Fascia also learns to adapt to what it's subjected to over time. This may be why our hip movement is so poor. Being a generation that spends that majority of it's time sitting, the fascia adapts to being in this position. This is why it's so important to stretch out your hips.
Martial artists know that power comes from the hips, so this is particularly relevant. Active functional stretching is important for mobility, power and injury prevention.
I will continue to research these findings and see if adding some of the recommendations has a positive impact on my training and movement."
I suspect that fascia comes into play in the technique demonstrated by Lowry Sensei in his interpretation of Musubi on the video. Too deep a pressure on the arm, and you're fighting muscle and bone. Too light and you're just pulling or pinching skin.
The pressure that makes this successful seems to be just enough to manipulate your fascia. This is just a working theory of mine, but I think I may be on to something. Just as the example of the shirt tucked in too tight in my original article affects other areas, so would Lowry Sensei's example affect other parts of the body.
By taking up the 'slack' as he described it, you pull on the gel like elastic band, so while the forearm is the point of contact, the 'pull' is experienced throughout the rest of the body structure.
does work.
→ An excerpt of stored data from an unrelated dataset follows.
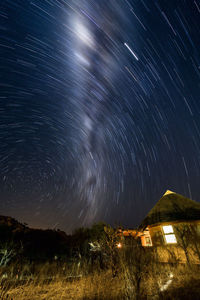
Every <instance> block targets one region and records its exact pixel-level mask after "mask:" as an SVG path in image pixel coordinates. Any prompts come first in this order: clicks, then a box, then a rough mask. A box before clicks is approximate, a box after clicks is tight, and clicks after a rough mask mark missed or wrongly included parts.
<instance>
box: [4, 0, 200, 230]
mask: <svg viewBox="0 0 200 300" xmlns="http://www.w3.org/2000/svg"><path fill="white" fill-rule="evenodd" d="M199 24H200V2H199V1H197V0H195V1H193V0H182V1H178V0H177V1H176V0H174V1H172V0H168V1H164V0H162V1H161V0H160V1H159V0H155V1H152V0H148V1H147V0H140V1H139V0H137V1H136V0H135V1H134V0H106V1H105V0H101V1H100V0H99V1H96V0H69V1H68V0H32V1H30V0H15V1H12V0H3V1H1V3H0V60H1V63H0V188H1V198H0V214H1V215H10V216H12V217H15V218H17V219H18V220H19V221H21V222H26V223H28V224H29V225H30V226H34V227H42V228H47V227H49V228H60V229H64V230H66V231H67V232H70V231H71V230H73V229H74V228H76V227H79V226H88V225H91V224H92V223H94V222H98V221H100V220H104V221H105V222H108V223H110V224H120V225H123V226H129V227H134V226H137V225H138V224H139V223H140V222H141V220H142V219H143V218H144V216H145V215H146V214H147V213H148V211H149V209H151V207H152V206H153V205H154V203H155V202H156V201H157V200H158V199H159V198H160V197H161V196H162V194H163V193H164V192H165V191H166V190H167V189H170V190H173V191H175V192H177V193H180V194H183V195H185V196H187V197H190V198H192V199H194V200H197V201H198V200H200V197H199V193H200V190H199V177H200V117H199V113H200V101H199V96H200V50H199V40H200V26H199Z"/></svg>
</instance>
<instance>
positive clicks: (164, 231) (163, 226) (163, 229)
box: [163, 225, 174, 234]
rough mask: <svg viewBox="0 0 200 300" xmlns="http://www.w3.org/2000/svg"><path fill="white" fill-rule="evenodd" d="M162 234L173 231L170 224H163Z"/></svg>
mask: <svg viewBox="0 0 200 300" xmlns="http://www.w3.org/2000/svg"><path fill="white" fill-rule="evenodd" d="M163 231H164V234H168V233H174V230H173V227H172V225H167V226H163Z"/></svg>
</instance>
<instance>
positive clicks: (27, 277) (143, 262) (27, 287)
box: [0, 254, 200, 300]
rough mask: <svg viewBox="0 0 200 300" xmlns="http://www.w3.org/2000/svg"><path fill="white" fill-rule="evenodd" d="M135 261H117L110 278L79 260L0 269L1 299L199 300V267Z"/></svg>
mask: <svg viewBox="0 0 200 300" xmlns="http://www.w3.org/2000/svg"><path fill="white" fill-rule="evenodd" d="M145 255H146V254H145ZM145 257H146V256H145ZM139 258H140V259H138V257H136V256H135V255H134V256H130V255H129V257H128V259H125V258H124V257H122V259H121V260H120V261H119V263H118V268H117V269H118V272H117V275H116V276H114V277H113V272H112V268H107V269H105V270H101V269H100V268H99V266H98V264H96V265H92V266H91V264H90V263H89V262H86V261H84V260H82V261H77V262H76V261H74V262H69V263H61V262H60V263H58V262H53V263H44V264H24V265H22V266H21V267H19V265H10V266H8V267H4V268H0V278H1V280H0V299H3V300H4V299H7V300H44V299H45V300H51V299H52V300H54V299H55V300H57V299H59V300H62V299H66V300H68V299H75V300H138V299H139V300H145V299H147V300H158V299H164V300H168V299H169V300H175V299H176V300H178V299H181V300H184V299H187V300H190V299H193V300H197V299H200V296H199V295H200V266H198V265H193V266H188V265H186V264H175V265H173V264H159V263H156V262H153V261H149V262H148V261H147V260H146V258H145V260H144V257H143V256H141V255H140V256H139ZM138 282H139V285H138V284H137V283H138Z"/></svg>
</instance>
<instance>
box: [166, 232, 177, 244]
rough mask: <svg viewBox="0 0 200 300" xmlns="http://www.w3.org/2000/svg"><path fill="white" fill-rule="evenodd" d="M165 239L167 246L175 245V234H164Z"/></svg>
mask: <svg viewBox="0 0 200 300" xmlns="http://www.w3.org/2000/svg"><path fill="white" fill-rule="evenodd" d="M165 239H166V242H167V244H176V243H177V241H176V237H175V234H166V235H165Z"/></svg>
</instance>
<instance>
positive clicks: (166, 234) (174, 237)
mask: <svg viewBox="0 0 200 300" xmlns="http://www.w3.org/2000/svg"><path fill="white" fill-rule="evenodd" d="M164 227H171V230H170V229H168V231H166V232H165V229H164ZM162 232H163V235H164V240H165V244H167V245H176V244H177V238H176V235H175V233H174V228H173V226H172V225H162ZM167 236H171V237H173V238H174V242H169V241H167Z"/></svg>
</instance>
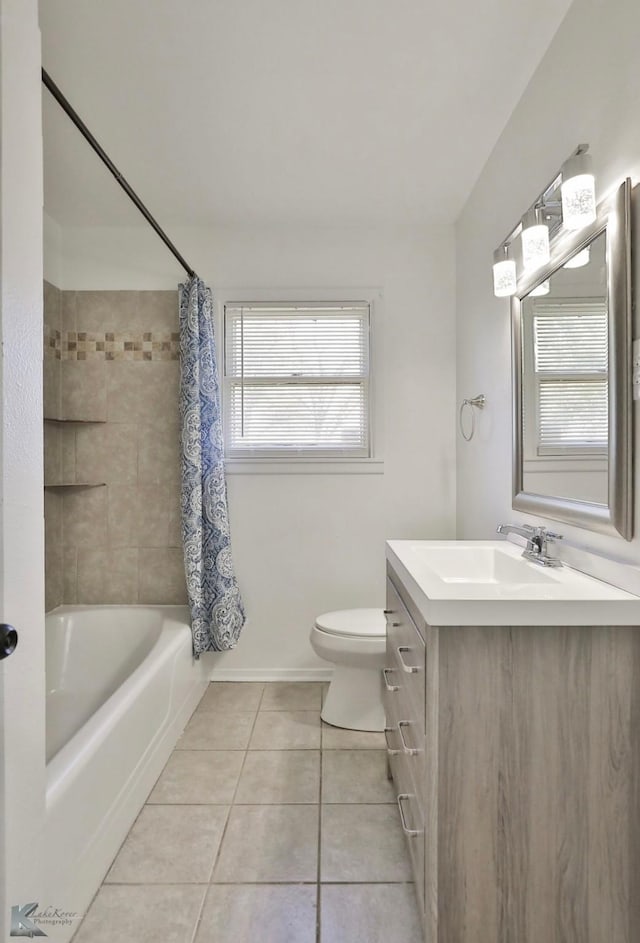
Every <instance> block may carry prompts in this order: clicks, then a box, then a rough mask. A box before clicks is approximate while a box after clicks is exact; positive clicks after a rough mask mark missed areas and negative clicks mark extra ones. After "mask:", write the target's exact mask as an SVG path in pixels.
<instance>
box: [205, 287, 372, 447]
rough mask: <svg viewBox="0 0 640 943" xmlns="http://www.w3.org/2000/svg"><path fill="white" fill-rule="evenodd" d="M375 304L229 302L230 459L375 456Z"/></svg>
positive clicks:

That's not to suggest I'm not interested in the scientific reasons behind them, I just don't always need to know them first. I'm also a firm believer that if a 'feeling' assists you in achieving a technique, it's not always necessary to break it down to it's nuts a bolts, at least not at first. I also suspect there may be some things that defy scientific explanation. Magic versus science. Yikes.
As for this example though, learning a bit about fascia may open up new areas or understanding and experimentation in your training. It may also explain why more isn't always better, or why we're often told not to work so hard when practicing technique. It also goes a long way to explain why you feel compelled to comply with a talented aiki practitioner's techniques that seem devoid of any use of strength or effort.
Food for thought.
I'd also like to welcome the new followers to this blog. Glad you've chosen to follow my journey.